Conference Call Access Information
May 25 at 8:30 a.m. ET
www.shareholder.ford.com
Toll Free: 1-800-659-1942
International: 1-617-614-2710
Passcode: 'Ford Call'
Replays
Available through June 1
www.shareholder.ford.com
Toll Free: 1-888-286-8010
International: 1-617-801-6888
Passcode: 56389576
* Plants and Facilities Transferring to Ford-Managed Business Entity
Plant/Facility Location Operation
Bellevue Bellevue, OH Service Parts
Chesterfield Chesterfield, MI Interior
Autovidrio Chihuahua, Mexico Glass
El Jarudo Chihuahua, Mexico Powertrain
Commerce Park South Dearborn, MI Administrative/Support
Glass Labs Dearborn, MI Glass
Product Assurance Center Dearborn, MI Engineering
Visteon Technical Center Dearborn, MI Engineering/Support
Indianapolis Indianapolis, IN Chassis
Kansas City VRAP* Kansas City, MO Interior
Carlite Automotive Lebanon, TN Glass
Milan Milan, MI Powertrain
Monroe Monroe, MI Chassis
Nashville Nashville, TN Glass
Lamosa Nuevo Laredo, Mexico Chassis/Powertrain
VitroFlex Nuevo Leon, Mexico Glass
Sheldon Road Plymouth, MI Climate Control
Saline Saline, MI Interior
Sandusky Sandusky, OH Powertrain/Lighting
Sterling Sterling Heights, MI Chassis
Tulsa Tulsa, OK Glass
Utica Utica, MI Interior/Exterior
Rawsonville Ypsilanti, MI Powertrain
Ypsilanti Ypsilanti, MI Powertrain
*VRAP: Visteon Regional Assembly Plant
____________________________________________________________
Ford Motor Company, a global automotive industry leader based in Dearborn,
Michigan, manufactures and distributes automobiles in 200 markets across six
continents.
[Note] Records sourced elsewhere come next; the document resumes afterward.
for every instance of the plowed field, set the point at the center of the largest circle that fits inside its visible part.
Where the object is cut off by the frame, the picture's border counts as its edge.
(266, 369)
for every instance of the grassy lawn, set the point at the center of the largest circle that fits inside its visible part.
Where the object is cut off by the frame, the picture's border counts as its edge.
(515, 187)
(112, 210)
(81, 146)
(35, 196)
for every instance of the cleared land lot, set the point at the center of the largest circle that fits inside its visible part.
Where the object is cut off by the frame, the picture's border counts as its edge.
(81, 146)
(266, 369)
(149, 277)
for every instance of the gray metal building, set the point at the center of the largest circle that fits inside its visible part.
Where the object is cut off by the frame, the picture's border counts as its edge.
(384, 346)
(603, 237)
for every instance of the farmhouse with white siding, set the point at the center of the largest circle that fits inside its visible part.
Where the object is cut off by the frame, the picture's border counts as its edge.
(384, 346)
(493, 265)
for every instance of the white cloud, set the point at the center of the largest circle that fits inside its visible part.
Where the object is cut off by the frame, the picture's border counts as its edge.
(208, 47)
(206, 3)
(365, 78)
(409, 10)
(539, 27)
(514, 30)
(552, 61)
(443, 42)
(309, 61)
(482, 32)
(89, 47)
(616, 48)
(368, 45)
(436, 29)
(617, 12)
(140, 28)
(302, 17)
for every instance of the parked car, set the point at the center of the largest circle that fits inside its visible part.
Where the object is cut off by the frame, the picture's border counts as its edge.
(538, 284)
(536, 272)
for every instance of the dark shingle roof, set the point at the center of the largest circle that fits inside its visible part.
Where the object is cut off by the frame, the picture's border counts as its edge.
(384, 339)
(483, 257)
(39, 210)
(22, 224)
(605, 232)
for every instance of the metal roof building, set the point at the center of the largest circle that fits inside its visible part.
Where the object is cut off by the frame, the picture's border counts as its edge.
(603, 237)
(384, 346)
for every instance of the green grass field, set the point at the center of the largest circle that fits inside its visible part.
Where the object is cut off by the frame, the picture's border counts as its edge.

With more than 324,000 employees worldwide, the Company's core and
affiliated automotive brands include Aston Martin, Ford, Jaguar, Land Rover,
Lincoln, Mazda, Mercury and Volvo. Its automotive-related services include Ford
Motor Credit Company and The Hertz Corporation.
- # # # -
SAFE HARBOR
Statements included herein may constitute 'forward-looking statements' within
the meaning of the Private Securities Litigation Reform Act of 1995. These
statements involve a number of risks, uncertainties, and other factors that
could cause actual results to differ materially from those stated, including,
without limitation:
• Failure of the UAW to ratify agreements allowing transfer of businesses and
other matters.
• Anticipated buyouts of UAW-represented hourly employees may not occur as
timely as planned.
• The sale or transfer of the entity businesses to other suppliers does not
occur, takes longer than anticipated, or cannot be achieved without terms that
are more onerous than assumed.
• During the period prior to the sale or transfer of the entity businesses,
operational difficulties may occur in those businesses due to labor strife,
change in management, or other reasons that could result in the interruption of
the supply, or deterioration in the quality, of the components provided by those
businesses.
• Competitive pricing from purchasers of the entity businesses may not yield
expected cost savings because operational efficiencies may not be realized,
production volumes may be lower than anticipated or other reasons.